Towards Multimodal Video Paragraph Captioning Models Robust to Missing Modality

Sishuo Chen,Lei Li,Shuhuai Ren,Rundong Gao,Yuanxin Liu,Xiaohan Bi,Xu Sun,Lu Hou
2024-03-28
Abstract:Video paragraph captioning (VPC) involves generating detailed narratives for long videos, utilizing supportive modalities such as speech and event boundaries. However, the existing models are constrained by the assumption of constant availability of a single auxiliary modality, which is impractical given the diversity and unpredictable nature of real-world scenarios. To this end, we propose a Missing-Resistant framework MR-VPC that effectively harnesses all available auxiliary inputs and maintains resilience even in the absence of certain modalities. Under this framework, we propose the Multimodal VPC (MVPC) architecture integrating video, speech, and event boundary inputs in a unified manner to process various auxiliary inputs. Moreover, to fortify the model against incomplete data, we introduce DropAM, a data augmentation strategy that randomly omits auxiliary inputs, paired with DistillAM, a regularization target that distills knowledge from teacher models trained on modality-complete data, enabling efficient learning in modality-deficient environments. Through exhaustive experimentation on YouCook2 and ActivityNet Captions, MR-VPC has proven to deliver superior performance on modality-complete and modality-missing test data. This work highlights the significance of developing resilient VPC models and paves the way for more adaptive, robust multimodal video understanding.

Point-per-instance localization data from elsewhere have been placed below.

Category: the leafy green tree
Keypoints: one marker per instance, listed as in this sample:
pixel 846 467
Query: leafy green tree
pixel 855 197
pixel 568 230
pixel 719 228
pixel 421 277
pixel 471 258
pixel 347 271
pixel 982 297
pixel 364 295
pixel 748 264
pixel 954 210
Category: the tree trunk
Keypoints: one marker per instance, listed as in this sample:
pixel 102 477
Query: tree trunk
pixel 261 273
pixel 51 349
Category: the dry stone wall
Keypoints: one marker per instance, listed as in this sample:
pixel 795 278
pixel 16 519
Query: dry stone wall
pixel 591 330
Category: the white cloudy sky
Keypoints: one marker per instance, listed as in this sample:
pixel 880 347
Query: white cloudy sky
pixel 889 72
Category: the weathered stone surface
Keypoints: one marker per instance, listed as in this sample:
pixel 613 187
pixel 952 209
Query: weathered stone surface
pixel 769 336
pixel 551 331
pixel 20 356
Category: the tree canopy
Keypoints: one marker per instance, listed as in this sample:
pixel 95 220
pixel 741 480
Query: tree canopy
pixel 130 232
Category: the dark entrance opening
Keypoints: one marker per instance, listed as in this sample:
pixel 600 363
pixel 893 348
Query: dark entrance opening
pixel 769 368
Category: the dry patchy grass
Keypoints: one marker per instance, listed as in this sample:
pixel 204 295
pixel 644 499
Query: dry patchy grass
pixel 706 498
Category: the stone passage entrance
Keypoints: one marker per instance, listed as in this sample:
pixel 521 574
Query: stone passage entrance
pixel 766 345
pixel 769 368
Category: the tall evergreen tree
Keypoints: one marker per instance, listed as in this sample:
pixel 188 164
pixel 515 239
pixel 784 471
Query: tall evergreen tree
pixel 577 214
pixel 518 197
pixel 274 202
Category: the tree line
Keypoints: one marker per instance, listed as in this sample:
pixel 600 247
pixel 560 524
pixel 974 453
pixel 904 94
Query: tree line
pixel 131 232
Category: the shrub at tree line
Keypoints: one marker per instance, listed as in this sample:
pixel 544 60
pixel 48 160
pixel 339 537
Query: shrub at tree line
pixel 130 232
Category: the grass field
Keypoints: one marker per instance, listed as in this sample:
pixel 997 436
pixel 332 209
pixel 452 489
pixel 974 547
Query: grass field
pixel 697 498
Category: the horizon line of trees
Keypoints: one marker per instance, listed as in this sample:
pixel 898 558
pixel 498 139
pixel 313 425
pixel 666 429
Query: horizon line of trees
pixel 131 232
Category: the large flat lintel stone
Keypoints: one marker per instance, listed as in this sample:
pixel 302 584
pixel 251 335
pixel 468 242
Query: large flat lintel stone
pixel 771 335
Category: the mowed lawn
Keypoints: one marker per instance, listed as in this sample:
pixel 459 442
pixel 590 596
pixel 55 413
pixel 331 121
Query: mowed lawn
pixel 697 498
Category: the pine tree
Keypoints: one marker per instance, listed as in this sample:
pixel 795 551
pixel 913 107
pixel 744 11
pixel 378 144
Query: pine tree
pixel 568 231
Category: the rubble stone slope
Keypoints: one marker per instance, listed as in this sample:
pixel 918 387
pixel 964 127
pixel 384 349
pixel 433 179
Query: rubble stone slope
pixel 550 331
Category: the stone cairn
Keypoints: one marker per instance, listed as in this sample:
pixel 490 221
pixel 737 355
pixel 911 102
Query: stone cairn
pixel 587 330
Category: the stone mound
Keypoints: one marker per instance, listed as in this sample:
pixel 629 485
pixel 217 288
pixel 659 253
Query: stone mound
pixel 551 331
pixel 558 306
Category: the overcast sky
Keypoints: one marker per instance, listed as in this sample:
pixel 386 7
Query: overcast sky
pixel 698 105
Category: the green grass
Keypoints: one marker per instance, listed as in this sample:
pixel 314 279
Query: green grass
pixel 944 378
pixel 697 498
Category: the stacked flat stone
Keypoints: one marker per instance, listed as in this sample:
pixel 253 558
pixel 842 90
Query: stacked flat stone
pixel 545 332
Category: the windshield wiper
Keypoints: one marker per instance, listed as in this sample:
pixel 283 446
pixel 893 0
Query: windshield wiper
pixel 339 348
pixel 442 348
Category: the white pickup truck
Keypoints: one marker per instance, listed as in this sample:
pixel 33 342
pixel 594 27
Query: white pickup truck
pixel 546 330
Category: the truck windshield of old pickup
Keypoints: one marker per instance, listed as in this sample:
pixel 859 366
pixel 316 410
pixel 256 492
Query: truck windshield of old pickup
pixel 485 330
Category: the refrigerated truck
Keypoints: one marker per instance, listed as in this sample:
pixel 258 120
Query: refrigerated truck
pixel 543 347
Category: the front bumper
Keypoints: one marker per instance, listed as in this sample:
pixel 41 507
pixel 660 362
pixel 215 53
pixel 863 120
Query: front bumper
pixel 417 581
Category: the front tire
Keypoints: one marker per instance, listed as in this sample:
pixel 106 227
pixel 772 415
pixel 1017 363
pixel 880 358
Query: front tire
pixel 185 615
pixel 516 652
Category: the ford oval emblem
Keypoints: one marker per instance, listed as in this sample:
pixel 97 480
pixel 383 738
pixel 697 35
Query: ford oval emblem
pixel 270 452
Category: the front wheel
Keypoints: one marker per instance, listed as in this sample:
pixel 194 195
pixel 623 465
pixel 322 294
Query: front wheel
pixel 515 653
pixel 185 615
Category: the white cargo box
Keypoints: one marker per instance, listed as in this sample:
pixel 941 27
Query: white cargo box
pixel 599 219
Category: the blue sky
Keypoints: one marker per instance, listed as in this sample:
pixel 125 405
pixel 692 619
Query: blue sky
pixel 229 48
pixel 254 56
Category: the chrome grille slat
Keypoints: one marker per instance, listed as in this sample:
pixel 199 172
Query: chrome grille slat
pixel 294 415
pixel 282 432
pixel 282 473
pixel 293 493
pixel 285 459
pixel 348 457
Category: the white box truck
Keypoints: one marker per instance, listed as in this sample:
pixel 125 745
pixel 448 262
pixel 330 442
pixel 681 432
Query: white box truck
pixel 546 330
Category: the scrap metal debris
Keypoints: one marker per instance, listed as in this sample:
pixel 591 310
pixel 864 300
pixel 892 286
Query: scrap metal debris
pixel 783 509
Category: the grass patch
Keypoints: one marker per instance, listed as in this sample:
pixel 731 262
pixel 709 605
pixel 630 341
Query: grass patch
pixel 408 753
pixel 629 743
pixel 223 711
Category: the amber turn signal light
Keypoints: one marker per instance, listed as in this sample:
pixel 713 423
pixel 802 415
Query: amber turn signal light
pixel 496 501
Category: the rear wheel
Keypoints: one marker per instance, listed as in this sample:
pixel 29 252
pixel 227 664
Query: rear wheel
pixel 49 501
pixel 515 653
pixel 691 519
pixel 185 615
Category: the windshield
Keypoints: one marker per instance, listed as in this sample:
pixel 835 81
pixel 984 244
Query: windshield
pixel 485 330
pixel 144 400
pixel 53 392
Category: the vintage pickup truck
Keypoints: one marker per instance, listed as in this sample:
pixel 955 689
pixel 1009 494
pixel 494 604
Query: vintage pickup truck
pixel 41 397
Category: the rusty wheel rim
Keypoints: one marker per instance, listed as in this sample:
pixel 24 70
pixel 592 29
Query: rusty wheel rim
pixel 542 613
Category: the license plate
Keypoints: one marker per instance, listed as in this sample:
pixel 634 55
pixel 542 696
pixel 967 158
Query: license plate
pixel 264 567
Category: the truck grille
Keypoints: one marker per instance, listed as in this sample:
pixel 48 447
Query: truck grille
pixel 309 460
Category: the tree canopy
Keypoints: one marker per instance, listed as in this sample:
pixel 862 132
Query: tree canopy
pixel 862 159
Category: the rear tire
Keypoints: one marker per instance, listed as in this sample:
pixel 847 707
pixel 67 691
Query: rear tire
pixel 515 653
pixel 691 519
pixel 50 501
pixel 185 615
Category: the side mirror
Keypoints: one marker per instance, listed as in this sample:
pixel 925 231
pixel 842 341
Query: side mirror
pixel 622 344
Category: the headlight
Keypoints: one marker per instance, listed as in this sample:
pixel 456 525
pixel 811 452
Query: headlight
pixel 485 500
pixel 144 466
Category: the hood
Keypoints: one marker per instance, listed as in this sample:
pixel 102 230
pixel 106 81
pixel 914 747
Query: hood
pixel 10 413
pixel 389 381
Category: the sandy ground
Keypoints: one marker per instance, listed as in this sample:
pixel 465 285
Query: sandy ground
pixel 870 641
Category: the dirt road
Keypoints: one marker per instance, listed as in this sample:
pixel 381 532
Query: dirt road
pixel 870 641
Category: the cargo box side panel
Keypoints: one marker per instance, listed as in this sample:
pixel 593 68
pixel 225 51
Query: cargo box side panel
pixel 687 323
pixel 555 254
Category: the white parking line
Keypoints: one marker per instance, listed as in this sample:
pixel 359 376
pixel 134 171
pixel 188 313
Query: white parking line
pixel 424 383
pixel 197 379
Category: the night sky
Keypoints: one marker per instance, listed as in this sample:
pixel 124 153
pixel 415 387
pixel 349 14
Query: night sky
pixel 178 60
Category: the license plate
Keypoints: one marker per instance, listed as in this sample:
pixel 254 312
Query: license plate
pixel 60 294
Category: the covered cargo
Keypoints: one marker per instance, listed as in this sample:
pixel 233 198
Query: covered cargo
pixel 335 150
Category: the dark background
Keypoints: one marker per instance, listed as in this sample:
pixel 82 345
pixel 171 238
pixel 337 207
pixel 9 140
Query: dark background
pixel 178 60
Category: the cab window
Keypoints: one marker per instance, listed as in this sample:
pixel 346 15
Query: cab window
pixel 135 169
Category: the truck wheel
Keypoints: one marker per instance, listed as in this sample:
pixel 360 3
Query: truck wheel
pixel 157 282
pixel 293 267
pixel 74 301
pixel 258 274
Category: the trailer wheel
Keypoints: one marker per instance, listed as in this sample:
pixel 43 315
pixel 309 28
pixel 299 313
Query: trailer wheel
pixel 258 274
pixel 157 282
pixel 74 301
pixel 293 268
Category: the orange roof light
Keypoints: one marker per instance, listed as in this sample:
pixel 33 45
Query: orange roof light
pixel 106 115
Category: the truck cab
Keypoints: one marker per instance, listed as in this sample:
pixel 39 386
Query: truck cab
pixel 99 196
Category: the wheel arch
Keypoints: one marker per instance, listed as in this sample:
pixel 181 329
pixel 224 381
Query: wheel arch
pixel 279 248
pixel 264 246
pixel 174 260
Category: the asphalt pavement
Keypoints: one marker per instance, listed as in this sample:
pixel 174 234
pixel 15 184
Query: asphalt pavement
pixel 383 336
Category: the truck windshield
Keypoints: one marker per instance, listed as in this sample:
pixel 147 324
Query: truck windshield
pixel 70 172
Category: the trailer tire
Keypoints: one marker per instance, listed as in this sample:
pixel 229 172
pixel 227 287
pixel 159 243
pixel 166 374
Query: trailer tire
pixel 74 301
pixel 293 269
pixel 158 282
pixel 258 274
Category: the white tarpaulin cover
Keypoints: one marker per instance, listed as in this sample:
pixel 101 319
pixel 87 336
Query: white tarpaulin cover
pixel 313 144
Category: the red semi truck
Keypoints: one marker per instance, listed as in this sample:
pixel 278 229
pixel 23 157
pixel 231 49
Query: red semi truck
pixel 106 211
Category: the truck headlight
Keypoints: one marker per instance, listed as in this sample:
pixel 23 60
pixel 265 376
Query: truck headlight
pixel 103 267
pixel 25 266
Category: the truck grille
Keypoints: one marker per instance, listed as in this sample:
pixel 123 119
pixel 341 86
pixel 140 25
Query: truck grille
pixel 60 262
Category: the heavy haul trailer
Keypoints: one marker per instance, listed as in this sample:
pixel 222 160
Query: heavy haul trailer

Computer Vision and Pattern Recognition,Artificial Intelligence
What problem does this paper attempt to address?
This paper attempts to solve the problem of model sensitivity to the absence of auxiliary modalities (such as speech transcripts and event boundaries) in the Video Paragraph Captioning (VPC) task. Specifically, existing models assume that the same auxiliary modalities can be continuously obtained during both training and testing, which is not always true in the real world. The paper points out that this assumption leads to two main problems: 1. **Low utilization rate of auxiliary modalities**: Since only specific auxiliary modalities are considered during training, the model cannot utilize new modalities that appear during testing. For example, some models cannot use speech transcripts, while others cannot utilize event boundaries. 2. **Vulnerability in noisy environments**: When the required auxiliary modalities are missing or of low quality, the performance of the model will drop significantly. This situation is very common in practical applications. For example, the absence of Automatic Speech Recognition (ASR) text will lead to a significant drop in model performance. To address these problems, the paper proposes a multi - modal anti - absence framework (MR - VPC), which mainly includes the following parts: - **Multi - modal Video Paragraph Captioning (MVPC) architecture**: This architecture can integrate multiple modal inputs such as video, speech transcripts and event boundaries, and process them in a unified text feature space. - **Data augmentation strategy (DropAM)**: By randomly deleting auxiliary modal inputs to simulate modal absence, reduce the model's dependence on auxiliary modalities and improve its generalization ability in noisy environments. - **Knowledge distillation strategy (DistillAM)**: By distilling knowledge from a teacher model trained on complete modal data, the student model can also learn efficiently in the case of modal absence. Through experiments on two benchmark datasets, YouCook2 and ActivityNet Captions, the paper proves that MR - VPC can achieve excellent performance on both complete - modal and modal - absent data, demonstrating its adaptability and robustness in multi - modal video understanding tasks.